EDIT: As pointed out in the Rust reddit thread, the Rust version can be modified to run faster due to a suble difference between
..(z+1). I’ve updated the measurements with rustc0 being the former and rustc1 being the latter. I’ve also had to change some of the conclusions.
You may have recently encountered and/or read this blog post criticising a possible C++20 implementation of Pythagorean triples using ranges. In it the author benchmarks different implemetations of the problem, comparing readability, compile times, run times and binary sizes. My main language these days is D, and given that D also has ranges (and right now, as opposed to a future version of the language), I almost immediately reached for my keyboard. By that time there were already some D and Rust versions floating about as a result of the reddit thread, so fortunately for lazy me “all” I had to next was to benchmark the lot of them. All the code for what I’m about to talk about can be found on github.
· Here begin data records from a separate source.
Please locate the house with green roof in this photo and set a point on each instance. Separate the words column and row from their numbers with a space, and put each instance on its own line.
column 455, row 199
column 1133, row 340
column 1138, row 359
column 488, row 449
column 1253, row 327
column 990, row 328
As fancy/readable/extensible as ranges/coroutines/etc. may be, let’s get a baseline by comparing the simplest possible implementation using for loops and printf. I copied the “simplest.cpp” example from the blog post then translated it to D and Rust. To make sure I didn’t make any mistakes in the manual translation, I compared the output to the canonical C++ implementation (output.txt in the github repo). It’s easy to run fast if the output is wrong, after all. For those not familiar with D, dmd is the reference compiler (compiles fast, generates sub-optimal code compared to modern backends) while ldc is the LLVM based D compiler (same frontend, uses LLVM for the backend). Using ldc also makes for a more fair comparison with clang and rustc due to all three using the same backend (albeit possibly different versions of it).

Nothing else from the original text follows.